How to implement performance Metrics with Prometheus in the Cloud Native Age

Akiko: Brush clothes

What is performance manometry observable

Observability includes Metrics, Traces, and Logs3. Observability helps us quickly troubleshoot and locate problems in complex distributed systems, and is an essential operation and maintenance tool in distributed systems.

In the field of performance pressure measurement, observable ability is more important.

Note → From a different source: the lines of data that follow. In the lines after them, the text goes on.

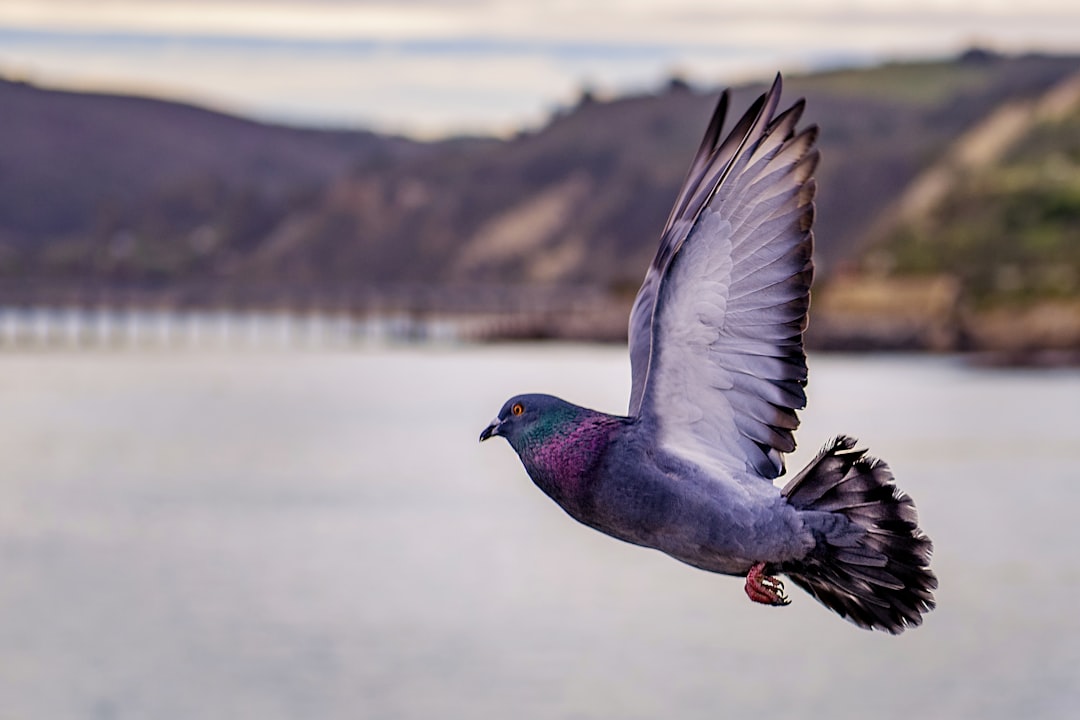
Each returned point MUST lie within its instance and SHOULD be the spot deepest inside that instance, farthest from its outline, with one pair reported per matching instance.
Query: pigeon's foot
(765, 588)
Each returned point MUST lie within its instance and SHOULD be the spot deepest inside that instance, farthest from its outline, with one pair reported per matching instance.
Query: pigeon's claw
(765, 588)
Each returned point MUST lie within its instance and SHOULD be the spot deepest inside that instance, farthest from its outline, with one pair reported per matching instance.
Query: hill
(109, 199)
(995, 227)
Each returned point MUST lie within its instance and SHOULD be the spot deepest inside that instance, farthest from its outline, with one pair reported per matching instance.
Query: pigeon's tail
(872, 562)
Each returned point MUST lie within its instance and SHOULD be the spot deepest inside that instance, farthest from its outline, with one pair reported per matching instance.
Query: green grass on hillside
(1010, 233)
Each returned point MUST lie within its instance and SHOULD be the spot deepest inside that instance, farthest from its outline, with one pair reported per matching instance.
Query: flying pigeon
(718, 371)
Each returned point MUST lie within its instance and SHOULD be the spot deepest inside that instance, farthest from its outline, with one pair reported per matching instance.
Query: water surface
(318, 534)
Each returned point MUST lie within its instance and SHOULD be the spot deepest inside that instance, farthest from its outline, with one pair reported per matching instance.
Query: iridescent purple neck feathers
(561, 452)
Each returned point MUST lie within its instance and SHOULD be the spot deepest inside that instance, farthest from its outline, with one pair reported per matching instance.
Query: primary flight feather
(718, 372)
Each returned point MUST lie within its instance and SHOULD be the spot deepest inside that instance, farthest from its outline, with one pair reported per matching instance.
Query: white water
(318, 534)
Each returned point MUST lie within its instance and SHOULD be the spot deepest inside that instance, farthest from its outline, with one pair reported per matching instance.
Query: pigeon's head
(532, 416)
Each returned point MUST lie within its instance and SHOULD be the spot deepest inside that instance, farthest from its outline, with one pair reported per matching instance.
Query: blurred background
(268, 268)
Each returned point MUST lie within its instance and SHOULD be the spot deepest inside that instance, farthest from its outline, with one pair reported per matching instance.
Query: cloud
(428, 66)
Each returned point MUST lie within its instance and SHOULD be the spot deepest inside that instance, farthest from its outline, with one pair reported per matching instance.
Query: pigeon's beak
(491, 430)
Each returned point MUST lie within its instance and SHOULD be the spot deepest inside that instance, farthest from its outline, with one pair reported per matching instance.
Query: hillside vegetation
(1004, 235)
(122, 200)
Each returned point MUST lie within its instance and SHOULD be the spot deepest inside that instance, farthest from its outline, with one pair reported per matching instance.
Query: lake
(319, 534)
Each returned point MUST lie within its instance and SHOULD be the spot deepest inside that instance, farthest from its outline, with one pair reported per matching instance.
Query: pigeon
(718, 375)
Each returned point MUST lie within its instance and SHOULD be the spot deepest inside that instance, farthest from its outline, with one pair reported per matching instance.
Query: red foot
(765, 588)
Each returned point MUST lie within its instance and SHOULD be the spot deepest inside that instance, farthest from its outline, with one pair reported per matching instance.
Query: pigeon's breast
(564, 464)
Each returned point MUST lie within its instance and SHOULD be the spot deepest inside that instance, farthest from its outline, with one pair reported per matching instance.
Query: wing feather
(716, 330)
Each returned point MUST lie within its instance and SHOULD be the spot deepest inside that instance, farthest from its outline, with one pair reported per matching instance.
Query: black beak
(490, 431)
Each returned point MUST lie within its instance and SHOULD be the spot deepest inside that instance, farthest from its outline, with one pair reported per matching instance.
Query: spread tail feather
(872, 562)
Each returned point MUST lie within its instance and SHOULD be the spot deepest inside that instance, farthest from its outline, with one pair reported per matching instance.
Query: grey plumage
(718, 372)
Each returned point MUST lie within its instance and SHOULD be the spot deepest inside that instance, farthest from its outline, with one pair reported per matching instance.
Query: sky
(436, 67)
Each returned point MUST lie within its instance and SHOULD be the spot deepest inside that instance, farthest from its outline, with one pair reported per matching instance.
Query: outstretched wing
(716, 330)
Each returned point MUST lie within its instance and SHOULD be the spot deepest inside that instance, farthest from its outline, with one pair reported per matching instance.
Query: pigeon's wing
(716, 330)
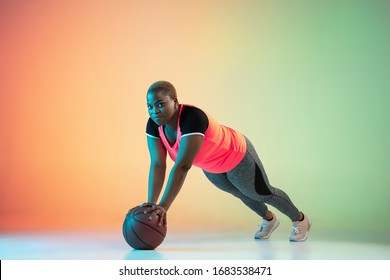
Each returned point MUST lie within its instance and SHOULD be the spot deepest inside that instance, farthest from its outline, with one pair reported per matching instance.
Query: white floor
(192, 246)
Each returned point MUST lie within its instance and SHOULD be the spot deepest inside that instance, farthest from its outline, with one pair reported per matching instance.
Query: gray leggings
(248, 181)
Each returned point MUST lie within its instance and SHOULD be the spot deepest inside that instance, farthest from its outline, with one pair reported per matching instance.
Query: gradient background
(306, 81)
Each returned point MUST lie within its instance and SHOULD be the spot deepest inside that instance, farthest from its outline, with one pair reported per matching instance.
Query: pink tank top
(223, 148)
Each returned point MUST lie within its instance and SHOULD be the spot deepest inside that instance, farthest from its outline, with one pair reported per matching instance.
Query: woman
(192, 137)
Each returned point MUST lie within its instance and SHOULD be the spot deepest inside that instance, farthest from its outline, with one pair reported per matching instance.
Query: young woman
(228, 159)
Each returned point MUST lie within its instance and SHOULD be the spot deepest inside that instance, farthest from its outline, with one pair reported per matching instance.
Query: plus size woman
(192, 137)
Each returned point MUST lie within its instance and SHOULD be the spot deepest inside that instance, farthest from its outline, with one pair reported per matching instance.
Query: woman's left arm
(189, 148)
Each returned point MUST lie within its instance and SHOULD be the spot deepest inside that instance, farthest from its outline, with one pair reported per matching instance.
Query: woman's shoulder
(193, 119)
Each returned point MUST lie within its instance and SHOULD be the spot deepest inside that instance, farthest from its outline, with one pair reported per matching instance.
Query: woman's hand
(146, 204)
(157, 210)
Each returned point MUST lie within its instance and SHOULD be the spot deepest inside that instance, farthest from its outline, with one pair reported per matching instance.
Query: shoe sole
(306, 235)
(276, 224)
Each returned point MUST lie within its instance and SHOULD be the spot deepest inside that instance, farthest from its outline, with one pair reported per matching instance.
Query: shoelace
(296, 229)
(264, 226)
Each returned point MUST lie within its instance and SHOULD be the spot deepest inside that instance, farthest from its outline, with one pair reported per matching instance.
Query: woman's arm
(189, 148)
(158, 155)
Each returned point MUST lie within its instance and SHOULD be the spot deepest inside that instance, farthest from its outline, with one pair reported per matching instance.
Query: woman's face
(161, 107)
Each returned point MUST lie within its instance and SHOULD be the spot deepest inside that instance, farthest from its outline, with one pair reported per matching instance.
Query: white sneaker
(267, 227)
(300, 229)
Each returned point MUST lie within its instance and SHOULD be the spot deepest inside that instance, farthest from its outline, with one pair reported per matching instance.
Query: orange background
(306, 81)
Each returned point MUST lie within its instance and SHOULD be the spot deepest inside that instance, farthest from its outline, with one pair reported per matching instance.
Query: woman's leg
(222, 182)
(250, 180)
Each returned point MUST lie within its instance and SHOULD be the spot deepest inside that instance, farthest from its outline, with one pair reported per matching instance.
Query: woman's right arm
(158, 155)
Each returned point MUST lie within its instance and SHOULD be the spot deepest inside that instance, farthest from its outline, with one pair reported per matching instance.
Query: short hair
(166, 87)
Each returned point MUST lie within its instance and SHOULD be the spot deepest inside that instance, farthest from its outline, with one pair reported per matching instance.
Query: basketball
(140, 232)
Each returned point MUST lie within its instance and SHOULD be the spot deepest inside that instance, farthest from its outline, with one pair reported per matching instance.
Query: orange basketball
(140, 232)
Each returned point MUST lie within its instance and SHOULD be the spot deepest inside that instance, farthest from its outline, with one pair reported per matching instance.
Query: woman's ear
(176, 101)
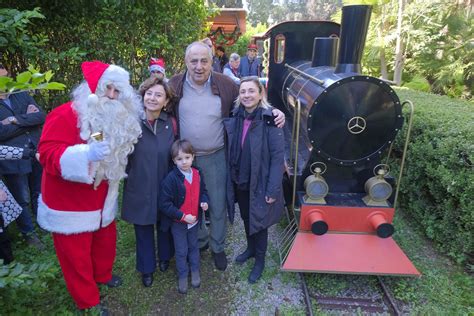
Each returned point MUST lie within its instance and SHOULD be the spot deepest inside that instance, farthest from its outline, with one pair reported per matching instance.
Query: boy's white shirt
(189, 177)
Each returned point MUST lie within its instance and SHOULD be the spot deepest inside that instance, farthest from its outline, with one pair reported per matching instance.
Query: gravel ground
(275, 292)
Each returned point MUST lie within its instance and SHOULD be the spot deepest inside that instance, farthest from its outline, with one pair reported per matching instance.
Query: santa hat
(157, 64)
(97, 71)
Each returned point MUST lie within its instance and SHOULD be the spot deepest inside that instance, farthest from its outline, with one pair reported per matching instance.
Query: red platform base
(348, 254)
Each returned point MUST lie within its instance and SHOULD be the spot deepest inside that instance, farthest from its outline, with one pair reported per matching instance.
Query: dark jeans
(186, 246)
(214, 170)
(18, 186)
(34, 180)
(146, 250)
(5, 248)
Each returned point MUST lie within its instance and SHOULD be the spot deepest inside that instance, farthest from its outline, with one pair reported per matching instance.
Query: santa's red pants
(86, 259)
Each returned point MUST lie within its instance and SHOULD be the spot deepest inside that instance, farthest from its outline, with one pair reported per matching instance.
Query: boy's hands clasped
(190, 219)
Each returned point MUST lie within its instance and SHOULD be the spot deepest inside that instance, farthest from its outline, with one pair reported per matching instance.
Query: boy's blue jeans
(186, 248)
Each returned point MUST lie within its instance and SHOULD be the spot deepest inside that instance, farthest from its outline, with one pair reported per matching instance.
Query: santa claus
(81, 176)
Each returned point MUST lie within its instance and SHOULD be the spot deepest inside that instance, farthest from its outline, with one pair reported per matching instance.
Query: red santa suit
(80, 216)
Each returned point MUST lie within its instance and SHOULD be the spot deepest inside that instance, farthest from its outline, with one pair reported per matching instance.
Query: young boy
(183, 194)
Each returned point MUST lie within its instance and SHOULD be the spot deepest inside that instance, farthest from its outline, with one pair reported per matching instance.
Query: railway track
(384, 304)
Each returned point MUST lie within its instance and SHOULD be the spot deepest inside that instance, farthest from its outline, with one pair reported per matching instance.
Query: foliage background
(59, 35)
(438, 183)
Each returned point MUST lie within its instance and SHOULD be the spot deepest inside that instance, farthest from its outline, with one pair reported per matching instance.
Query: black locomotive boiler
(340, 124)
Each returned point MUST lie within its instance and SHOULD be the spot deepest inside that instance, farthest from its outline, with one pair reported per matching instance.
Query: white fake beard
(121, 128)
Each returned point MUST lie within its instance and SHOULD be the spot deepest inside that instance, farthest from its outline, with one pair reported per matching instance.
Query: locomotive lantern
(339, 125)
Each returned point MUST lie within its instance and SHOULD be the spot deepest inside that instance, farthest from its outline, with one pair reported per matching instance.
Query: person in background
(147, 166)
(231, 69)
(249, 64)
(157, 68)
(9, 208)
(83, 150)
(20, 126)
(205, 98)
(223, 60)
(256, 165)
(183, 198)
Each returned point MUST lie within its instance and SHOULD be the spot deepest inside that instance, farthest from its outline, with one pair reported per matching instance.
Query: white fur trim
(75, 166)
(65, 222)
(115, 73)
(111, 204)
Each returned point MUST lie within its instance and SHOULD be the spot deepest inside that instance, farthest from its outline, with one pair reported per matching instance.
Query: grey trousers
(214, 170)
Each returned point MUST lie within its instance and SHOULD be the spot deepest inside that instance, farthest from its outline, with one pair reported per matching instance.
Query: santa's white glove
(98, 150)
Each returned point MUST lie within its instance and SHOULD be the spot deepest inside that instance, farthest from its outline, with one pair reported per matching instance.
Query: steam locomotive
(340, 124)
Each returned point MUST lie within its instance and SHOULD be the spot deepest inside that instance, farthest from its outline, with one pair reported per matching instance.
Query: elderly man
(205, 98)
(83, 151)
(250, 65)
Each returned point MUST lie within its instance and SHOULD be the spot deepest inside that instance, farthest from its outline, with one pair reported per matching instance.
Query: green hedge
(437, 190)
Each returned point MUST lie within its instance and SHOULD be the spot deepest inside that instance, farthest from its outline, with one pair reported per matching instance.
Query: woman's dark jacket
(147, 166)
(267, 166)
(173, 193)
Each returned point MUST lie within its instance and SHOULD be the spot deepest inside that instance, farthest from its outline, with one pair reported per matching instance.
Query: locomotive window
(279, 48)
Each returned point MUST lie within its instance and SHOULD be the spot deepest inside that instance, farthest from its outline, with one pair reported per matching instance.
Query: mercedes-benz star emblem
(356, 125)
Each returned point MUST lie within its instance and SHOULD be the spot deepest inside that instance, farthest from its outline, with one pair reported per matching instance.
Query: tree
(228, 3)
(127, 33)
(399, 46)
(429, 43)
(259, 11)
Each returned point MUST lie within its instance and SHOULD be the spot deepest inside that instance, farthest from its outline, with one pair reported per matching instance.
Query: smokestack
(354, 26)
(324, 51)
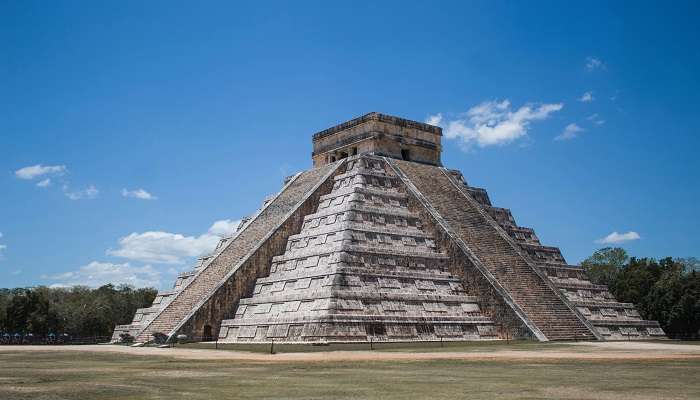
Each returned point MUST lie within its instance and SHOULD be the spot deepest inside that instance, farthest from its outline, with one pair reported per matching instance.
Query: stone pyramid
(362, 266)
(380, 242)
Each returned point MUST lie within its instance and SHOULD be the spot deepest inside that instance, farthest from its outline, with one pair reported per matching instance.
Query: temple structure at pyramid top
(381, 135)
(379, 242)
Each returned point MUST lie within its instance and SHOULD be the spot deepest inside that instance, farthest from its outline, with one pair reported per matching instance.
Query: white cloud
(171, 248)
(586, 97)
(570, 132)
(224, 227)
(493, 123)
(88, 193)
(593, 63)
(595, 119)
(39, 170)
(616, 237)
(97, 274)
(138, 194)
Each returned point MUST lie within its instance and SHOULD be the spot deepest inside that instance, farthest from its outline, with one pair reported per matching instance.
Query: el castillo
(380, 242)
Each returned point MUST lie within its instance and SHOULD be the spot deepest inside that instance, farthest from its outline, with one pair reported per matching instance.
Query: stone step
(463, 216)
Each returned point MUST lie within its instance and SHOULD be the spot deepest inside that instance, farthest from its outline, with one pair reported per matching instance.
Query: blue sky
(205, 108)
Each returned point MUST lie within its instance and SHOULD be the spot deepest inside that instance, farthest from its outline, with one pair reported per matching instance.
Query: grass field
(76, 374)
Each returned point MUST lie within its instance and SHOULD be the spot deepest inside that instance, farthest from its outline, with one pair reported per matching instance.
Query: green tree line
(78, 311)
(666, 290)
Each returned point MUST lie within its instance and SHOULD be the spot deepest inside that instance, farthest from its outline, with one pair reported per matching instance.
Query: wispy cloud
(97, 274)
(586, 97)
(87, 193)
(570, 131)
(138, 194)
(492, 122)
(593, 63)
(595, 119)
(38, 170)
(171, 248)
(616, 238)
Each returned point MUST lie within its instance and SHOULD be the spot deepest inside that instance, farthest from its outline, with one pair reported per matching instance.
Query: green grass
(78, 375)
(418, 347)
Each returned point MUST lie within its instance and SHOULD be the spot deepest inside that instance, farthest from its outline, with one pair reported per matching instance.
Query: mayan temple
(378, 241)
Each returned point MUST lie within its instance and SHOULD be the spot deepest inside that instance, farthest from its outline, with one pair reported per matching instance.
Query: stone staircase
(362, 268)
(610, 319)
(494, 249)
(234, 251)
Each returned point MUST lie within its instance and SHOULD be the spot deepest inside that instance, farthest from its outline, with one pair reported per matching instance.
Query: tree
(604, 265)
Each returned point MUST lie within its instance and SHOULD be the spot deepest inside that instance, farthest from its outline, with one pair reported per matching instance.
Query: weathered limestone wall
(222, 303)
(491, 302)
(379, 134)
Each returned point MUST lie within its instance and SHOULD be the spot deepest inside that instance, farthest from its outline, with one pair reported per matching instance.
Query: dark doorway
(206, 335)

In addition to helping to locate performance problems, the performance indicators of Metrics directly determine whether the pressure measurement is passed and have a decisive influence on the system on-line, as follows:

• Metrics

System performance indicators, including request success rate, system throughput, and response time

Resource performance indicators measure the usage of system hardware and software resources and observe system resource water levels based on system performance indicators

• Logs

Log of the pressure engine to check whether the pressure engine is healthy and whether errors are reported during the pressure test script execution

Sampling logs record details about API requests and responses, helping you check whether some error request parameters are normal during the pressure test, and view complete error information based on response details

• Traces, distributed link tracing for performance problem diagnosis by tracing the call links of a request in the system,

Locate the fault reporting API’s fault reporting system and fault stack to quickly locate performance problems

This article describes how to use Prometheus to implement the observability of performance Metrics.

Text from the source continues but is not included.